We made it to the top thanks to our friendly helpers. We paid them all, and by their excitement, I am sure it was more money than they had seen in a long time (even the adult men were barefoot and in tattered clothes).

We rode back to town in the moonlight singing a Haitian song.

When we got to town we were dropped off at the central plaza where hundreds of people were praying and singing. Children on the swing set. A group playing soccer. There is no electricity, but at night, all gather to the central plaza where a generator lights the square. The excitement is infectious.

We asked Santos if there are any restaurants in Hinche so we could treat him to a meal (he had joked that other employers fed him, but we are always at the hospital where there is no food and everyone is so hungry and poor). A couple blocks away was a “night club and restaurant”. We were the only ones there. We sat outside around a rickety table on plastic chairs by a cement dance platform with a roof. Hanging from the ceiling as decorations were plastic bottles that ha been cut open into spinning flower designs.

We were asked how many plates and answered four (Kalia and Rayna are at the hospital tonight).

There is only one dish on the menu, so no decision making necessary. We were brought grilled chicken, fried green plantains and cabbage slaw with lime and hot peppers in it. The chicken was the longest, skinniest leg you have seen with very little meat. I took the tiniest nibble and then gave it to Santos. Carrie gave hers to him as well. Patricia ate hers (I hope she doesn’t get sick). The four pieces of fried plantains and cabbage slaw were delicious. I also had a soda (my first since arriving in Haiti). It was even cold!

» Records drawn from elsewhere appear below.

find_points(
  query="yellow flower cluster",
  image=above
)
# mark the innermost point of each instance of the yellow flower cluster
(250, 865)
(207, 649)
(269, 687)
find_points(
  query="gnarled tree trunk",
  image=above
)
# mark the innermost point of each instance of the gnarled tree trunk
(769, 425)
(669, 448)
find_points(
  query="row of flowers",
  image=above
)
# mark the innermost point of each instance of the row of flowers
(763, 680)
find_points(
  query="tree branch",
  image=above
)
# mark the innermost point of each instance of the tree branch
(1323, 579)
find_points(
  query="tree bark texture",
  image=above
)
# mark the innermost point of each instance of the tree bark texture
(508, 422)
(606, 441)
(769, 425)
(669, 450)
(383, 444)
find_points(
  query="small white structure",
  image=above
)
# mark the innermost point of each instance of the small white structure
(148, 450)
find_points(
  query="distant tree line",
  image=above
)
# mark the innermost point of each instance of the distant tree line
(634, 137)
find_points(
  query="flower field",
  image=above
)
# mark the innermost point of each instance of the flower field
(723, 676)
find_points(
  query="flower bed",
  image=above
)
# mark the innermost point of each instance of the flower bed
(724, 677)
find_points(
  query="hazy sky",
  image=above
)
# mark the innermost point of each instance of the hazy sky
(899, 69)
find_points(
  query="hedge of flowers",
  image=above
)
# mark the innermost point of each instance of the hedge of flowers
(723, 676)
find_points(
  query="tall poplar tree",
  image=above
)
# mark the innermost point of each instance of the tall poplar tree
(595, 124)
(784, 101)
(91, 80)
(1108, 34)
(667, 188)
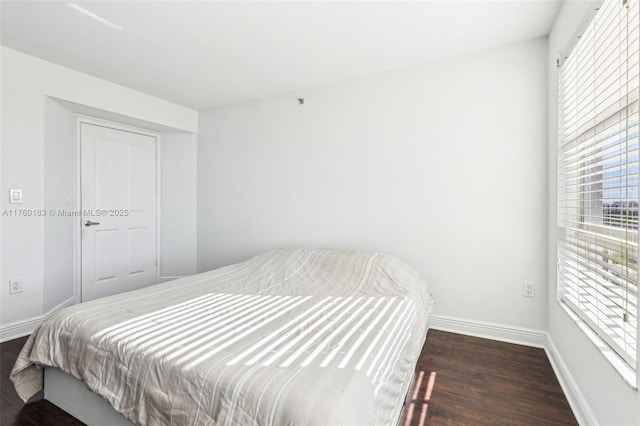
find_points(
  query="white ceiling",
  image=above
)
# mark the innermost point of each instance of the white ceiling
(204, 54)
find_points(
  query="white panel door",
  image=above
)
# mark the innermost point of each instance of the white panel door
(119, 210)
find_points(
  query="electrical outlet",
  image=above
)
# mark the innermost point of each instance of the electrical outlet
(527, 289)
(15, 286)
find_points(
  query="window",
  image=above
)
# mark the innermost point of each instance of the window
(598, 159)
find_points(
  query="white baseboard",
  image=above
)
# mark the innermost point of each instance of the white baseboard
(576, 400)
(170, 278)
(486, 330)
(26, 327)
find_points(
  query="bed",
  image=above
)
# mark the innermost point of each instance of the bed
(290, 336)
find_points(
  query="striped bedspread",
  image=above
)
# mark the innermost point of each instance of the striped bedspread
(291, 336)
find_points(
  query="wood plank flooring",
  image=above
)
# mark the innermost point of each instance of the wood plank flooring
(460, 380)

At 8pm the music started and about 8 people showed up to dance. Wonderful Carribean music and some amazing dancing going on. Talented dancers Cha Chaed and twirled. I tried to get Carrie, Patricia or Santos to dance with me, but they were too shy. I couldn’t stand missing this opportunity to dance to my favorite kind of music, so I got up and asked one of the best dancers if he would dance with me. Everyone was very surprised and there was much laughing at the white lady dancing cha cha with the Haitian. As soon as the song ended, I thanked him and sat down, when another Haitian asked me to dance. By the time the song was over there were many dancers on the floor and large crowd of about 30 people had gathered to watch, as many people from the street had been pulled in to see the show.

We grabbed our things and left laughing (I didn’t want to get asked to dance again as my feet were so tired after our five mile hike plus all the other walking we had done just to get from place to place).

We stopped by at 9:00pm to nurse my Haitian baby, then arrived home to the orphanage to find brother Mike had been fretting over our absence.

We apologized for worrying him. He said we are the first group to come that goes out at night to work the hospitals and that gets around so much. He said, “You are the most active group I have had.” We took that as a compliment. We love being out with the people and working at night. However, tonight we sleep for tomorrow we have to visit the village, Pan de Azul to do medical care on many people. I am told hundreds will show. Today was a very full and beautiful day. Our “vacation day” in Haiti."